A month after axing 12% of its workforce, diagnostics outfit Sequenom ($SQNM) said it's exploring options for its genetic analysis arm, a once-growing business on a protracted decline.
Sequenom said it is considering selling off what was once its banner segment, retaining Jefferies for financial advice along the way. The company now derives roughly three-quarters of its revenue from molecular diagnostics, but until 2012, genetic analysis services kept the doors open.
It's been a slow trip down since then, though, as genetic analysis has posted flat to declining revenue each quarter, and the division that grossed $43.2 million last year is on pace to come in about 9% lower in 2013.

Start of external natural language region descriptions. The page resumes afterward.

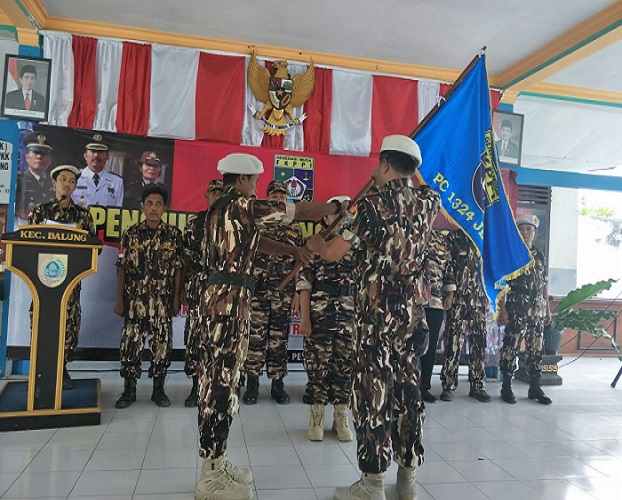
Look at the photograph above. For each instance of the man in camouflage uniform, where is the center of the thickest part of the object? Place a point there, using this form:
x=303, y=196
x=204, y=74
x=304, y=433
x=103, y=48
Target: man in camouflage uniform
x=468, y=313
x=232, y=239
x=524, y=312
x=327, y=321
x=442, y=286
x=194, y=279
x=148, y=295
x=34, y=185
x=271, y=308
x=389, y=233
x=63, y=210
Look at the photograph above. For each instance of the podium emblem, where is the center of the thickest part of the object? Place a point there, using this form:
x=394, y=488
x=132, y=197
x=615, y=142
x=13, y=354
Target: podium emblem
x=52, y=269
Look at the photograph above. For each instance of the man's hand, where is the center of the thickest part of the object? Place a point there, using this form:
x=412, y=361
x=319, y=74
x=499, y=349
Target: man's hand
x=448, y=301
x=502, y=320
x=303, y=254
x=305, y=326
x=315, y=243
x=119, y=307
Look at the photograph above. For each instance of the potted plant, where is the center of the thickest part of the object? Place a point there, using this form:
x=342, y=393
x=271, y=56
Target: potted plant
x=566, y=316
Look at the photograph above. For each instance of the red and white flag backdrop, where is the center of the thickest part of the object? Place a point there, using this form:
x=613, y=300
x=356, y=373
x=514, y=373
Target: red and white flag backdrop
x=183, y=93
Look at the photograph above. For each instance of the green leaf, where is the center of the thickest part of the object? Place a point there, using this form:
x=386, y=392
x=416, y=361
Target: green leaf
x=586, y=292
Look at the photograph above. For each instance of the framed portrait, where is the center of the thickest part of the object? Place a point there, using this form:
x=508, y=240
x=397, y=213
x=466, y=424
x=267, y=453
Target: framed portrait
x=26, y=88
x=508, y=130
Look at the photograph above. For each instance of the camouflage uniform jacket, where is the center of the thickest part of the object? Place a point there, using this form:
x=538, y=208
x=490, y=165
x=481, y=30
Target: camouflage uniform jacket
x=231, y=240
x=271, y=269
x=438, y=271
x=389, y=233
x=73, y=214
x=531, y=283
x=342, y=273
x=196, y=273
x=465, y=268
x=150, y=260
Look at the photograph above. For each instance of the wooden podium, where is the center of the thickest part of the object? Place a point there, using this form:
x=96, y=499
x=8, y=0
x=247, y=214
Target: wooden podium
x=51, y=259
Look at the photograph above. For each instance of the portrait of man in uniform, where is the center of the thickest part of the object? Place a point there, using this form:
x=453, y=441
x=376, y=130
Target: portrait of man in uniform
x=26, y=87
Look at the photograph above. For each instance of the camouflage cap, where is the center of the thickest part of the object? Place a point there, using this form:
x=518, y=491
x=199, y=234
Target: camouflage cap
x=275, y=186
x=61, y=168
x=96, y=144
x=150, y=158
x=531, y=220
x=215, y=185
x=37, y=141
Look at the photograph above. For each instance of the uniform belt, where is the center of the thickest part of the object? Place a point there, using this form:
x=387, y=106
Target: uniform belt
x=232, y=279
x=274, y=268
x=526, y=291
x=335, y=290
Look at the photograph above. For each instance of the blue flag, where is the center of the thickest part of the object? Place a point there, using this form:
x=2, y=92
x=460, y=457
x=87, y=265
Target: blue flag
x=460, y=162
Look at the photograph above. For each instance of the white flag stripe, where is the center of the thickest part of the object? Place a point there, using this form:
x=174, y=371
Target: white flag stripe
x=350, y=122
x=173, y=92
x=108, y=73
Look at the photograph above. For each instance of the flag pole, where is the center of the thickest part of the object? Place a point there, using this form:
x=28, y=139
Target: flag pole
x=442, y=100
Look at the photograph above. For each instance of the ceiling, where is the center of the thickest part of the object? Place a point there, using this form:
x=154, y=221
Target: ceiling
x=557, y=61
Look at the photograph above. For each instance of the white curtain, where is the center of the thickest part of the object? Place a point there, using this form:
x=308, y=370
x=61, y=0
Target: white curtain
x=57, y=47
x=173, y=92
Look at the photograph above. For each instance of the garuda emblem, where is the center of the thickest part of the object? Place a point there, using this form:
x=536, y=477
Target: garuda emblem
x=280, y=94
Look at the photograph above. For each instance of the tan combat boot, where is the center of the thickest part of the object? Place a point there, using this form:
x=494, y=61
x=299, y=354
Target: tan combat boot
x=340, y=423
x=406, y=483
x=217, y=483
x=316, y=422
x=369, y=487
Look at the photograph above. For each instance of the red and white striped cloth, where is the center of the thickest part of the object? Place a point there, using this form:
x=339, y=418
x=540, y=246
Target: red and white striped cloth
x=163, y=91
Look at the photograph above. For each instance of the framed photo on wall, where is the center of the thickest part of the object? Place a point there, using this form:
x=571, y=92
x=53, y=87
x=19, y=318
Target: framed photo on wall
x=26, y=88
x=508, y=130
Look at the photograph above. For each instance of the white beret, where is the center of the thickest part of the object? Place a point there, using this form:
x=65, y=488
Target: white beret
x=532, y=220
x=240, y=163
x=403, y=144
x=340, y=199
x=57, y=170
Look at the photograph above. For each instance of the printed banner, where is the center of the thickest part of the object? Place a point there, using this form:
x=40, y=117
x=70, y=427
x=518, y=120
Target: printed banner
x=187, y=168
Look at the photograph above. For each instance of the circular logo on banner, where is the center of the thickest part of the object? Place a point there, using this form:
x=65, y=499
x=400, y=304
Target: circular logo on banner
x=52, y=269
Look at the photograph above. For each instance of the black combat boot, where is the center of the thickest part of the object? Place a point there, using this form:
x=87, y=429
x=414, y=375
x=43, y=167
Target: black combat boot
x=252, y=390
x=193, y=397
x=506, y=389
x=67, y=382
x=129, y=394
x=536, y=392
x=158, y=396
x=278, y=392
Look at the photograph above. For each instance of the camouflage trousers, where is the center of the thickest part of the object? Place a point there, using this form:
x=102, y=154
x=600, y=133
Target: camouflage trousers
x=224, y=342
x=72, y=323
x=192, y=338
x=524, y=321
x=270, y=322
x=327, y=352
x=159, y=332
x=386, y=402
x=460, y=318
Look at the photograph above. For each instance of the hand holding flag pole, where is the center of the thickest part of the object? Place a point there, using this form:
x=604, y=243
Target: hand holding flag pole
x=325, y=233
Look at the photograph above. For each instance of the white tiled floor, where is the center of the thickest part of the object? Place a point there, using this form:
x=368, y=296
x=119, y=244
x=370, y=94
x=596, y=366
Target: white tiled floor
x=570, y=450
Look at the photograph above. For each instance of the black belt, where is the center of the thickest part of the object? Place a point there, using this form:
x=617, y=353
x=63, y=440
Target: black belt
x=335, y=290
x=274, y=268
x=232, y=279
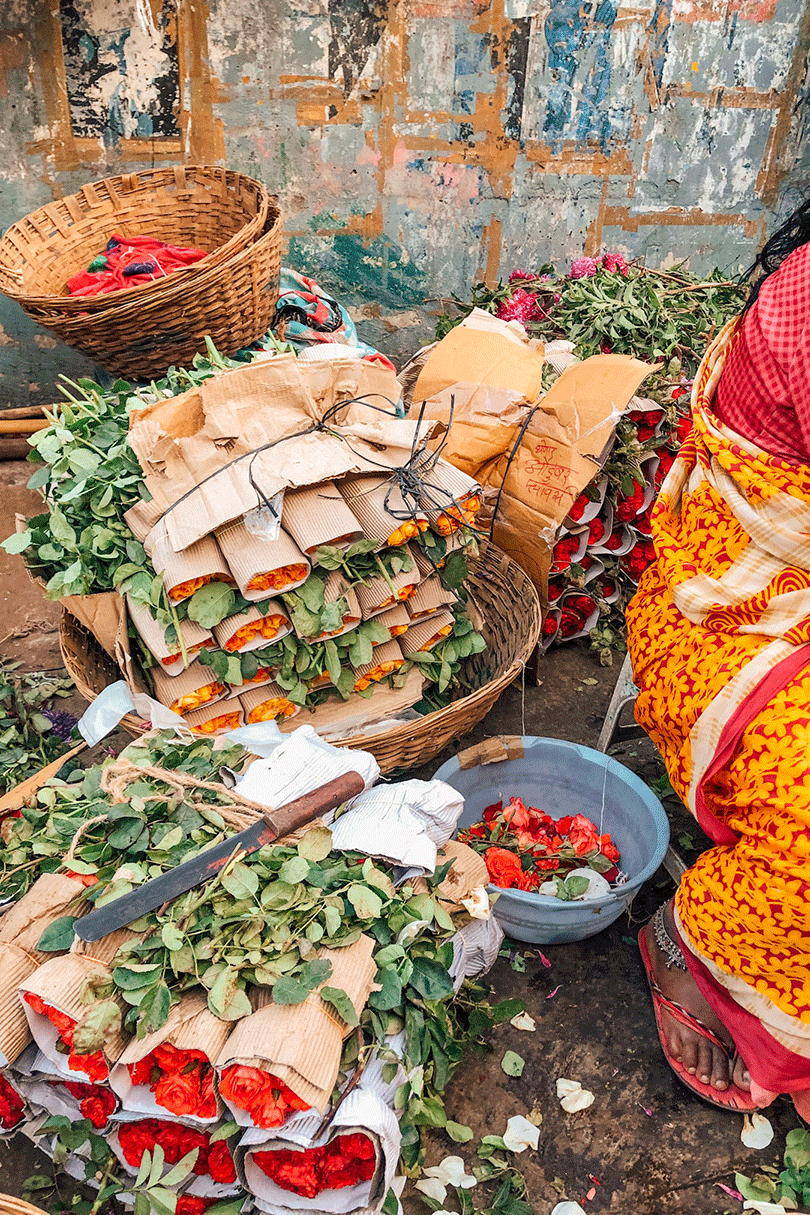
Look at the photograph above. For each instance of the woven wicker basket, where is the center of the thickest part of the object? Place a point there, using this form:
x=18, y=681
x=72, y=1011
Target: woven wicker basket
x=511, y=627
x=140, y=332
x=209, y=208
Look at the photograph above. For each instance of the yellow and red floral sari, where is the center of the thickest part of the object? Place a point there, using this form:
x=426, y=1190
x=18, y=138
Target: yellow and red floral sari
x=719, y=636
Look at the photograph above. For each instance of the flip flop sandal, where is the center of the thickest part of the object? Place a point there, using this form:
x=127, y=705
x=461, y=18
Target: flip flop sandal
x=729, y=1098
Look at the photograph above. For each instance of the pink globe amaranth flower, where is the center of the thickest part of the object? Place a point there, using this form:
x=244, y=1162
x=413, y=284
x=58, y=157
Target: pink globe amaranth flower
x=583, y=267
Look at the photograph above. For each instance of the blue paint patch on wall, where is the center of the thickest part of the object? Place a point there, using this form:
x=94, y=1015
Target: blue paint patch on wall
x=578, y=37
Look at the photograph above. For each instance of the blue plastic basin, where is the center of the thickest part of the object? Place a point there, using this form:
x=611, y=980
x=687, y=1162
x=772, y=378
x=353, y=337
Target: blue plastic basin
x=564, y=778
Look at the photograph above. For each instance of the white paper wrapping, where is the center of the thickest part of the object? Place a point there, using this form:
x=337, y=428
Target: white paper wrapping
x=362, y=1111
x=403, y=823
x=301, y=763
x=475, y=948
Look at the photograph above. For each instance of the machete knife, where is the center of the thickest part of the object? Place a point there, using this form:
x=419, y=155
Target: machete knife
x=273, y=825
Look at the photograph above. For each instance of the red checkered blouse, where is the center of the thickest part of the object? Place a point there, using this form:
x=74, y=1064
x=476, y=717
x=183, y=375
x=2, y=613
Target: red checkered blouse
x=764, y=391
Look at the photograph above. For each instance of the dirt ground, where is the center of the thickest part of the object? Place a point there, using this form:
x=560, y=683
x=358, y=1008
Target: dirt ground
x=646, y=1146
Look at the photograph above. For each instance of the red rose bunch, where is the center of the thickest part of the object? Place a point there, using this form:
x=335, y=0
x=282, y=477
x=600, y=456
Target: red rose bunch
x=182, y=1081
x=645, y=422
x=346, y=1160
x=520, y=845
x=638, y=559
x=11, y=1105
x=214, y=1159
x=666, y=461
x=96, y=1102
x=564, y=552
x=595, y=530
x=628, y=506
x=94, y=1066
x=262, y=1095
x=191, y=1204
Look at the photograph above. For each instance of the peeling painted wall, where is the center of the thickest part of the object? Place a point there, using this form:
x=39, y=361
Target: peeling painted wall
x=418, y=145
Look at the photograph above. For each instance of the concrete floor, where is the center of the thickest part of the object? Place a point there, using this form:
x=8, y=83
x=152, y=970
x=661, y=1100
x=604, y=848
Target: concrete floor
x=653, y=1147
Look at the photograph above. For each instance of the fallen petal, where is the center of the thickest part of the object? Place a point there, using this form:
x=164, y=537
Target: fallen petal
x=757, y=1131
x=432, y=1188
x=520, y=1134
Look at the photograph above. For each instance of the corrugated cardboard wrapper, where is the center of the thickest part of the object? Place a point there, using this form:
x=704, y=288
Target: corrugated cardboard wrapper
x=396, y=619
x=169, y=689
x=301, y=1044
x=255, y=696
x=468, y=874
x=198, y=717
x=425, y=565
x=191, y=1026
x=21, y=927
x=423, y=634
x=429, y=598
x=141, y=518
x=373, y=594
x=559, y=453
x=338, y=718
x=364, y=1111
x=319, y=515
x=445, y=486
x=199, y=560
x=378, y=504
x=154, y=638
x=386, y=651
x=231, y=625
x=61, y=983
x=486, y=378
x=250, y=555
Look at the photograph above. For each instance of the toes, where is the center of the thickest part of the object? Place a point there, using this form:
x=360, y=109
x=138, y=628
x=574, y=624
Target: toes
x=719, y=1068
x=704, y=1061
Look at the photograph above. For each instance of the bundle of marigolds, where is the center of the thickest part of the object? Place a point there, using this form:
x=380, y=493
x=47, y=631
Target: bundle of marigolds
x=526, y=849
x=264, y=1033
x=606, y=305
x=302, y=568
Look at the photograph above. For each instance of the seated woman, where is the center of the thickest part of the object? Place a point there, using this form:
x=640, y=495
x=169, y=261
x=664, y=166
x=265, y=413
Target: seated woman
x=719, y=634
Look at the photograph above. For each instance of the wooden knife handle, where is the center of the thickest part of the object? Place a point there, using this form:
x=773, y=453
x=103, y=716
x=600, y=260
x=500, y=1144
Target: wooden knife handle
x=327, y=797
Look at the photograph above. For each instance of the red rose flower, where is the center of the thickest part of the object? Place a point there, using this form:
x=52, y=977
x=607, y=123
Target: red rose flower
x=220, y=1164
x=504, y=868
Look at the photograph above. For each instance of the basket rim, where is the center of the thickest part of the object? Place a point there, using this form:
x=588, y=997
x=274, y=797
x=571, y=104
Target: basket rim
x=249, y=232
x=162, y=290
x=400, y=734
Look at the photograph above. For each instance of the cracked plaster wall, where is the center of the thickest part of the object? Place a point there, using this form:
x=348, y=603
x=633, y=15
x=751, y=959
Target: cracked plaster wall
x=417, y=145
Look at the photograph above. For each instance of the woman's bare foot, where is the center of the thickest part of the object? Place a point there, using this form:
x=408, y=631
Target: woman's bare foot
x=701, y=1057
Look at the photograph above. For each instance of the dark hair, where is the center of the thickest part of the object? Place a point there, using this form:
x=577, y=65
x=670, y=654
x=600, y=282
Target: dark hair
x=792, y=235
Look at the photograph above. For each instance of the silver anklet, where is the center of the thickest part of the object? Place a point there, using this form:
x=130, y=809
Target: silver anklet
x=666, y=944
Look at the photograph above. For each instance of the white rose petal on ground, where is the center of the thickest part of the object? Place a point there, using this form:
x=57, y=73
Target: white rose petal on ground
x=520, y=1134
x=431, y=1187
x=477, y=903
x=757, y=1131
x=572, y=1096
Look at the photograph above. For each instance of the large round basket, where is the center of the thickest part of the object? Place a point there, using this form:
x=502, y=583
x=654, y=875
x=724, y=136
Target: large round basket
x=510, y=626
x=140, y=332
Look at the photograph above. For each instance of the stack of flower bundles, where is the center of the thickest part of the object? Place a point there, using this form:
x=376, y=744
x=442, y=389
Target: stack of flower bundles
x=278, y=537
x=256, y=1035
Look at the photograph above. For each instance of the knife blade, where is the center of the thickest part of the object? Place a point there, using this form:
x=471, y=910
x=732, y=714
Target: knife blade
x=275, y=824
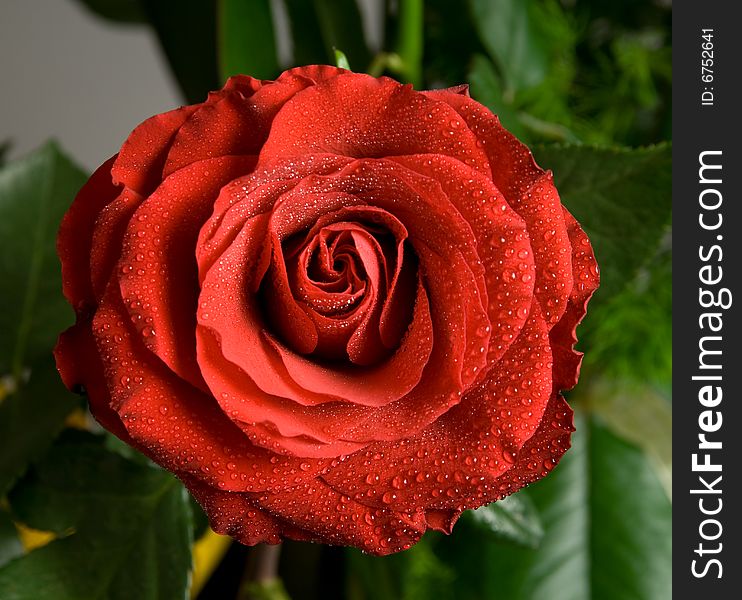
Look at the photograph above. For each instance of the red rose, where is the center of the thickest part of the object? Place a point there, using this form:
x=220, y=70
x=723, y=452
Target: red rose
x=338, y=309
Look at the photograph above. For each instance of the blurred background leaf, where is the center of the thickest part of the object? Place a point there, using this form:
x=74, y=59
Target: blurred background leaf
x=34, y=194
x=247, y=41
x=514, y=518
x=124, y=529
x=607, y=190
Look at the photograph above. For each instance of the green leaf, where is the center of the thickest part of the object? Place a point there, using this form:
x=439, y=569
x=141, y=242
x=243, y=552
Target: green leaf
x=30, y=419
x=630, y=335
x=34, y=194
x=341, y=60
x=10, y=545
x=513, y=518
x=486, y=88
x=510, y=36
x=118, y=11
x=417, y=574
x=126, y=528
x=341, y=27
x=622, y=198
x=306, y=36
x=247, y=44
x=636, y=412
x=608, y=532
x=187, y=34
x=5, y=147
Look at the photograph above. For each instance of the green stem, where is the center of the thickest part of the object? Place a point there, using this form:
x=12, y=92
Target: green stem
x=410, y=40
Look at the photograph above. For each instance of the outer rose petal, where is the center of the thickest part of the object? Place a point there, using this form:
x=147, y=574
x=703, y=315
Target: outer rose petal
x=380, y=118
x=142, y=157
x=160, y=291
x=190, y=433
x=563, y=336
x=447, y=465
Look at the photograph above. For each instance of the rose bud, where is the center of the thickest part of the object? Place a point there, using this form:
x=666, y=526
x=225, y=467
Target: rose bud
x=337, y=308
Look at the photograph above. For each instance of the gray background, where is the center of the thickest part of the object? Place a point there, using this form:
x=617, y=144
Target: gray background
x=68, y=74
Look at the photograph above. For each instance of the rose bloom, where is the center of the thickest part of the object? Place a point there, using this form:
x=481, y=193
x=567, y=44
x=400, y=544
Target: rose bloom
x=338, y=309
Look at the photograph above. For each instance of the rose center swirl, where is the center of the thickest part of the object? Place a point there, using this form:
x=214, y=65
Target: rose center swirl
x=350, y=285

Unfortunately for Sequenom, its fast-growing noninvasive prenatal test business offers only marginal comfort. While the company has had little trouble convincing customers to use its MaterniT21 test, it has struggled to collect revenue. Last quarter, Sequenom more than doubled its number of tests accessioned, but changes to billing codes from Centers for Medicare and Medicaid Services put the squeeze on its ability to actually get paid, CFO Paul Maier said.
Those same concerns led the company to cut 75 jobs in August, an effort to save $10 million this year.
Monday night's announcement that Sequenom would take a hard look at its analysis business sent the company's shares up about 12% to $2.81, but its price is still down more than 50% from its start-of-the-year peak of $5.23.